3 thoughts on “Old Photos and New Software

  1. A friend saw me mention DxO Optics Pro on flickr and asked:

    “Hi Ed. I just saw a picture of yours where you mention DXo Photolab. How do you like that software? Would you consider it a replacement for LightRoom or complementary to it?

    My answer:
    They each have their strengths and I use both of them together.

    If I could only have one software package, I’d pick Lightroom as the best all around. It does cataloging, tagging, organizing, etc. extremely well. And its development module is good.

    I started using DxO for my micro 4/3 cameras. It seems to do a better job of RAW conversion and noise reduction for smaller sensors and challenging (noisy) images. I still use it in batch mode to do RAW conversion for many images. I like the fact that it integrates into Lightroom so well – it passes back a DNG RAW file.

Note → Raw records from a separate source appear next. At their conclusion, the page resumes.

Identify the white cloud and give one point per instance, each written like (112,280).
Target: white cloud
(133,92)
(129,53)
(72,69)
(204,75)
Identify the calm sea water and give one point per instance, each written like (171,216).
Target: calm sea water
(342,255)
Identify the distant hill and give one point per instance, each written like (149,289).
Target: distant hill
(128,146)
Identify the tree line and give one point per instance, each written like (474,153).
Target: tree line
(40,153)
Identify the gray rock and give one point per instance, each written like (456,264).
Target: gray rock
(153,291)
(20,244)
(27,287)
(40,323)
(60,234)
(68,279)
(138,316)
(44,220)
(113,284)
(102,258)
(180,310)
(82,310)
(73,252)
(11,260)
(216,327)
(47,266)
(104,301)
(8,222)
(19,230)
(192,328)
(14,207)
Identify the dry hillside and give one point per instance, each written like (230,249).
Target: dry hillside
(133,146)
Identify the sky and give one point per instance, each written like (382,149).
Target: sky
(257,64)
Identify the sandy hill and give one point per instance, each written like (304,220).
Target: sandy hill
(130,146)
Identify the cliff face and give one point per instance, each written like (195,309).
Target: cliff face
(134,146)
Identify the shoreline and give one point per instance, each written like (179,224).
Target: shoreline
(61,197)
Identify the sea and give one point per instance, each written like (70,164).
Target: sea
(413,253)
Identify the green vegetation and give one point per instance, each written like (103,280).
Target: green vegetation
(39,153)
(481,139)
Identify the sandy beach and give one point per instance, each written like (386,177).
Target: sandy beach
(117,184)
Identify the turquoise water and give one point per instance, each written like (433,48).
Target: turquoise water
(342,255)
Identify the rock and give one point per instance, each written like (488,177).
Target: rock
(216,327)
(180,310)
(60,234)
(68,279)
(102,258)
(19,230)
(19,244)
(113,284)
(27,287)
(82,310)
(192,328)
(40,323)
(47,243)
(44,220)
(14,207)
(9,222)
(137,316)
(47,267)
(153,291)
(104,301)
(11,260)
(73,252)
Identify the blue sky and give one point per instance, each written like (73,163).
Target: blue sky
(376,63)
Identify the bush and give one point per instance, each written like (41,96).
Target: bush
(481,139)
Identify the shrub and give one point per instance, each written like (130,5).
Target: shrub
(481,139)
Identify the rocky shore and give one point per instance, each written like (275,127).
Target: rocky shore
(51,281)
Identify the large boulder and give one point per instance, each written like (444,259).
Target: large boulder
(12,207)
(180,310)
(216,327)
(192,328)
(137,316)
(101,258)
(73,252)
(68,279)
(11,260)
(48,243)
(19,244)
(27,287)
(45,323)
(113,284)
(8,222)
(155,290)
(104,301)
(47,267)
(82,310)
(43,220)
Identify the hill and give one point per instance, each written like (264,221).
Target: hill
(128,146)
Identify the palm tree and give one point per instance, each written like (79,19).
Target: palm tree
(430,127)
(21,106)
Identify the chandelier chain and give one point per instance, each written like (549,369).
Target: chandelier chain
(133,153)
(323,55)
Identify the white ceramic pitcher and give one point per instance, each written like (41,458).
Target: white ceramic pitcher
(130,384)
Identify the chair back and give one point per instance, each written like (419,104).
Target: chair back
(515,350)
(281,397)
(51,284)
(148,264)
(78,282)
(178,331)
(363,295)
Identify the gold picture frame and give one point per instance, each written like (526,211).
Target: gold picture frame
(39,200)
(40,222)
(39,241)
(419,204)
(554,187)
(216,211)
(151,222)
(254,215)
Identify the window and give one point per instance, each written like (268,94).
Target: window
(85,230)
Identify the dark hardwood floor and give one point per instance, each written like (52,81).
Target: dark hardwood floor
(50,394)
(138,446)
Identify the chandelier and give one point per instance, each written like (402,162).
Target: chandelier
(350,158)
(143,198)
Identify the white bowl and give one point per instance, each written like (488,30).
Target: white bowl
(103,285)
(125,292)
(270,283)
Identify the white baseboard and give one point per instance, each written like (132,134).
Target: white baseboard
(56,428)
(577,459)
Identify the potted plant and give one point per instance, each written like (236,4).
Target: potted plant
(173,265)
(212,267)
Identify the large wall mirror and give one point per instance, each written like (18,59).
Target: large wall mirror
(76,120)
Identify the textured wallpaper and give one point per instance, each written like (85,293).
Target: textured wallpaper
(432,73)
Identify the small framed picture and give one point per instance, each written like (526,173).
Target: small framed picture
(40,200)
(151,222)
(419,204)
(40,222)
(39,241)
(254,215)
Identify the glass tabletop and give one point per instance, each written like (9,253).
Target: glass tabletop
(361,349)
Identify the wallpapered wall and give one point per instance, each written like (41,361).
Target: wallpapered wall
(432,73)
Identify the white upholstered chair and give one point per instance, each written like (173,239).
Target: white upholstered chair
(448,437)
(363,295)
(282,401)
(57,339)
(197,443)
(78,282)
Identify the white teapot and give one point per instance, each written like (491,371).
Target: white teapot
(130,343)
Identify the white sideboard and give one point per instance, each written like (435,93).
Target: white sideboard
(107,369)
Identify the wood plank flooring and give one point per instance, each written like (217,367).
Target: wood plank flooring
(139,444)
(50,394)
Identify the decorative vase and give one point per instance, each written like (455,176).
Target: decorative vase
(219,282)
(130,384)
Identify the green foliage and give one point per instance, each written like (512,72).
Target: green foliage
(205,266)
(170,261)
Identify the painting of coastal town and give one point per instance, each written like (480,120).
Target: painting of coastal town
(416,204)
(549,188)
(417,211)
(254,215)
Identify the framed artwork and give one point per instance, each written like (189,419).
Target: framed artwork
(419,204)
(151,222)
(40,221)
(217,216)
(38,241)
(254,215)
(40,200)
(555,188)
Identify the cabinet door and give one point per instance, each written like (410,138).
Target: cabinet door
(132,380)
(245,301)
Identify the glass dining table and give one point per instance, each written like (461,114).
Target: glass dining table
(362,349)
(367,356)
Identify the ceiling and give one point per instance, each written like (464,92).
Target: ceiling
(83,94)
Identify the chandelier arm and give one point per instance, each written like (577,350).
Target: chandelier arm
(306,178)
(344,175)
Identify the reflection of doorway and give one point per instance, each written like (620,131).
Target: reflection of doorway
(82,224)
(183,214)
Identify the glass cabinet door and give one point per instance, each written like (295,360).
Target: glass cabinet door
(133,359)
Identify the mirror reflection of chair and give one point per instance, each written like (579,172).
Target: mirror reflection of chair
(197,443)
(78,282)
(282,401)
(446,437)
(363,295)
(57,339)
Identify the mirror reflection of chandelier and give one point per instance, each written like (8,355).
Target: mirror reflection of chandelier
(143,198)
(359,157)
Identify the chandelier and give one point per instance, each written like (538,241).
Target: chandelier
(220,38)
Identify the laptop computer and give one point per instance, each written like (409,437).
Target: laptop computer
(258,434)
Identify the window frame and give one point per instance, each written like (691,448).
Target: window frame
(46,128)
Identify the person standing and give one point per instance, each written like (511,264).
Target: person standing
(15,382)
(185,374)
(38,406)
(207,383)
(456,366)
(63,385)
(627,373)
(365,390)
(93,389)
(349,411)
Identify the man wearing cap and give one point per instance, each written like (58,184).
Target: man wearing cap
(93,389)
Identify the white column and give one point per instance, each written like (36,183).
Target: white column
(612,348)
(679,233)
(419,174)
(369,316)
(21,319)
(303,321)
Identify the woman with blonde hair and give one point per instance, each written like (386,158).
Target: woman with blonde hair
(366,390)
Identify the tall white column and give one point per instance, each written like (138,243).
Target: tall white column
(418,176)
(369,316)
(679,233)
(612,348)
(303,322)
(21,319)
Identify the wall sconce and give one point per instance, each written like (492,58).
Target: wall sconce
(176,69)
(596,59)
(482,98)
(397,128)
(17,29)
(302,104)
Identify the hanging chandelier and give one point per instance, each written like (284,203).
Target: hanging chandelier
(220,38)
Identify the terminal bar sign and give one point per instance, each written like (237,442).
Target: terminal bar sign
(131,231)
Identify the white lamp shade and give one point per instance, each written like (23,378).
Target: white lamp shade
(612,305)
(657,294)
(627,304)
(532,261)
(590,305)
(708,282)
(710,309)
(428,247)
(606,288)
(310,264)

    Of course, your mileage may vary!

  2. Thank you for a good review! Impressive differences in your re-worked images, in my opinion.

    I agree that Lightroom is good overall and I especially like it for what it was originally designed for, a file organizer. The evolution of its processing capability has been great for me and I seldom need to go further (e.g., PhotoShop).

    The best advice I received as I began down the digital road was “shoot RAW”. That echoes your advice.

    Having tons of old files which could definitely benefit from a sprucing up, I will definitely be looking into DXO Photolab!

    Again, Ed, thank you!

    1. You’re very welcome, Wally and thanks for your comment.

      Software is changing so fast that it’s hard to keep up. It’s not enough to know about new capabilities. I have to I actually try them on my images and learn how to use them before I can really tell if they’re worthwhile or not. Fortunately, most software vendors do offer free trials for just this purpose.